The values associated with the issue are: (1) a small potential public risk reduction of 373 man-rem, (2) a net NRC and industry cost benefit of $1,000 to $9,000 per affected plant, and (3) a potential reduction in ORE of 1,200 man-rem for the 63 plants not yet operational (see Other Considerations below). No impacts should result from development of guidelines/criteria for alternate surveillance or analysis methods for inaccessible penetrations.

Other Considerations

PNL estimated that at most one failure per year occurs in all (71) operating plants. The time to repair the failure involves about 20 man-wks/failure in a 0.25 R/hr field required (2.8 man-rem/RY).

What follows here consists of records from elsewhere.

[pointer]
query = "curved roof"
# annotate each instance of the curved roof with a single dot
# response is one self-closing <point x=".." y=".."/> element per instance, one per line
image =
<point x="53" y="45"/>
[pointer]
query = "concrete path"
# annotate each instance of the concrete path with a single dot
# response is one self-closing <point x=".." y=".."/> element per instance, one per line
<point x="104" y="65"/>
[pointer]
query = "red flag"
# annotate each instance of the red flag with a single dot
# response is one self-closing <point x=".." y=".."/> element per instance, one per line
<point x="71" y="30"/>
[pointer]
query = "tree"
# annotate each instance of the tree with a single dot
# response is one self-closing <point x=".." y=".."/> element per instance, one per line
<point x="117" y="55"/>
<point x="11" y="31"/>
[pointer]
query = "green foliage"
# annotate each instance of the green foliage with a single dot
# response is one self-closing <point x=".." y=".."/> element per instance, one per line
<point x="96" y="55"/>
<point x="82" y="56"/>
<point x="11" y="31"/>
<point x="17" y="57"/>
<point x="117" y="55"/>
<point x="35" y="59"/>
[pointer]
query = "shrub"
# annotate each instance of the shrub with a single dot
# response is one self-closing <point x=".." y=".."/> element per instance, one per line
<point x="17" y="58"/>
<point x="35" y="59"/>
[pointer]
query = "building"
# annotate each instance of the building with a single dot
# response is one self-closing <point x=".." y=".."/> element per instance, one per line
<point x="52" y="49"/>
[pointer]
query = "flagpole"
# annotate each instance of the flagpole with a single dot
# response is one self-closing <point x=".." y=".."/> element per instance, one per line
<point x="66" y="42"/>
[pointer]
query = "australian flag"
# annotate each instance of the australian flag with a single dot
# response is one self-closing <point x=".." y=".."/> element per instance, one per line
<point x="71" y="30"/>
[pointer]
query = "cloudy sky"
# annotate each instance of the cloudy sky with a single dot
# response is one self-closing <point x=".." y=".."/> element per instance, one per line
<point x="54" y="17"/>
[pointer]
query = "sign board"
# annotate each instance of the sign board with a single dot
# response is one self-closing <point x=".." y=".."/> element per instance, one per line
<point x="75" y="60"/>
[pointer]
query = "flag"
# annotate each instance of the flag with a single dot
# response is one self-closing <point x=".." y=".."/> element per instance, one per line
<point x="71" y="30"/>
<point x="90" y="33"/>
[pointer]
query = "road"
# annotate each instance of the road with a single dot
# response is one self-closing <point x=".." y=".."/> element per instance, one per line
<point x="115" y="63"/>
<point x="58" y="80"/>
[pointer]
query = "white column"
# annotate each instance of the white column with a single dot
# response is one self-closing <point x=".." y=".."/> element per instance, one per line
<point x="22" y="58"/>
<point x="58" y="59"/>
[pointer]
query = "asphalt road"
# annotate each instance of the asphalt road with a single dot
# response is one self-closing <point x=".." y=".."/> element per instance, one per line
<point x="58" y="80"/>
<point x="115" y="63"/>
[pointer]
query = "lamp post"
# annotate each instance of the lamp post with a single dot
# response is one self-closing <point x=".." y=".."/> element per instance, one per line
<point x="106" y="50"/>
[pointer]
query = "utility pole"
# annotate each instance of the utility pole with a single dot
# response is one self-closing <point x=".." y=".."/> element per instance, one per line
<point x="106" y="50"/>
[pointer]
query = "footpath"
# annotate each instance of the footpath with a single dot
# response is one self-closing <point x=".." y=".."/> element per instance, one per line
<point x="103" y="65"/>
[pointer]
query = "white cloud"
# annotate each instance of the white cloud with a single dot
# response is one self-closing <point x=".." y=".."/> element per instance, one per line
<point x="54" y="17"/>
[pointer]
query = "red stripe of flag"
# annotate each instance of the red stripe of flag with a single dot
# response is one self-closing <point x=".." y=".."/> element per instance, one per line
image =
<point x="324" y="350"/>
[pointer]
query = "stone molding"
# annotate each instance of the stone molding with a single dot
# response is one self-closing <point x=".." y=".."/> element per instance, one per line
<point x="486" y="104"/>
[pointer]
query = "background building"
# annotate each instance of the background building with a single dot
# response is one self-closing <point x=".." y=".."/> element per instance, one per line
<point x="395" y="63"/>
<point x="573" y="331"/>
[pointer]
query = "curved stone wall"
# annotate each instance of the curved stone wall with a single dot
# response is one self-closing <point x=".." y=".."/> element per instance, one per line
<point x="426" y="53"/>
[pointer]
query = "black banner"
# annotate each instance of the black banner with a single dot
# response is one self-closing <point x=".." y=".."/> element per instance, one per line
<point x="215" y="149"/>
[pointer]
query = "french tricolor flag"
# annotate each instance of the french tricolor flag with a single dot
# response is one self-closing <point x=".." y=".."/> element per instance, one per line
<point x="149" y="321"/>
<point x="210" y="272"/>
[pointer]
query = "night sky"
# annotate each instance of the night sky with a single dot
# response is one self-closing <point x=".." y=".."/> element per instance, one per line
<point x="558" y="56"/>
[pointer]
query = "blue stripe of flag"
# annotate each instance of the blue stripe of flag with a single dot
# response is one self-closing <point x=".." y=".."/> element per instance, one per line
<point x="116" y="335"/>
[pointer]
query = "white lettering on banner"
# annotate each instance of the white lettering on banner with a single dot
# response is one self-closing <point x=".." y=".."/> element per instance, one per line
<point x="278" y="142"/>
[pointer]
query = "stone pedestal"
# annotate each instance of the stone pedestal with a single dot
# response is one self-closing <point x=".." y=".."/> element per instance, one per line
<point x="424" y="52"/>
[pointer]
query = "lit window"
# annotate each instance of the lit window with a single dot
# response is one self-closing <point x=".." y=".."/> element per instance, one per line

No reduction in exposure will be credited to plants that are already designed and operating, since repairs would be predicted in existing designs, requirements, and failure rates. Development of the guidelines/criteria, as described in the above assumptions, were estimated to result in a 17% reduction in containment leakages. The potential reduction in ORE for the 63 planned reactors over a 40-year design life is [(0.17)(63)(40)(2.8)] man-rem or 1,200 man-rem.

CONCLUSION

Based on the above value/impact assessment, this issue was identified as medium priority. However, after a reevaluation of the issue by DE, it was concluded that further expenditure of resources was unwarranted. DE believed that the increase in ORE from additional inspections would negate the small potential risk reduction associated with the issue.647 Thus, the issue was RESOLVED and no new requirements were established.

REFERENCES

0003.NUREG-0471, "Generic Task Problem Descriptions (Categories B, C, and D)," U.S. Nuclear Regulatory Commission, June 1978.
0011. NUREG-0800, "Standard Review Plan for the Review of Safety Analysis Reports for Nuclear Power Plants," U.S. Nuclear Regulatory Commission, (1st Ed.) November 1975, (2nd Ed.) March 1980, (3rd Ed.) July 1981.
0014.ASME Boiler and Pressure Vessel Code, Section XI, "Rules for Inservice Inspection of Nuclear Power Plant Components," American Society of Mechanical Engineers, 1974.
0064.NUREG/CR-2800, "Guidelines for Nuclear Power Plant Safety Issue Prioritization Information Development," U.S. Nuclear Regulatory Commission, February 1983, (Supplement 1) May 1983, (Supplement 2) December 1983, (Supplement 3) September 1985, (Supplement 4) July 1986, (Supplement 5) July 1996.
0215.Memorandum for E. Sullivan from R. Bosnak, "Generic Issues," September 17, 1982. [8312290147]
0647.Memorandum for T. Speis from H. Denton, "Resolution of Generic Issue B-26, 'Structural Integrity of Containment Penetrations,'" September 27, 1984. [8410120090]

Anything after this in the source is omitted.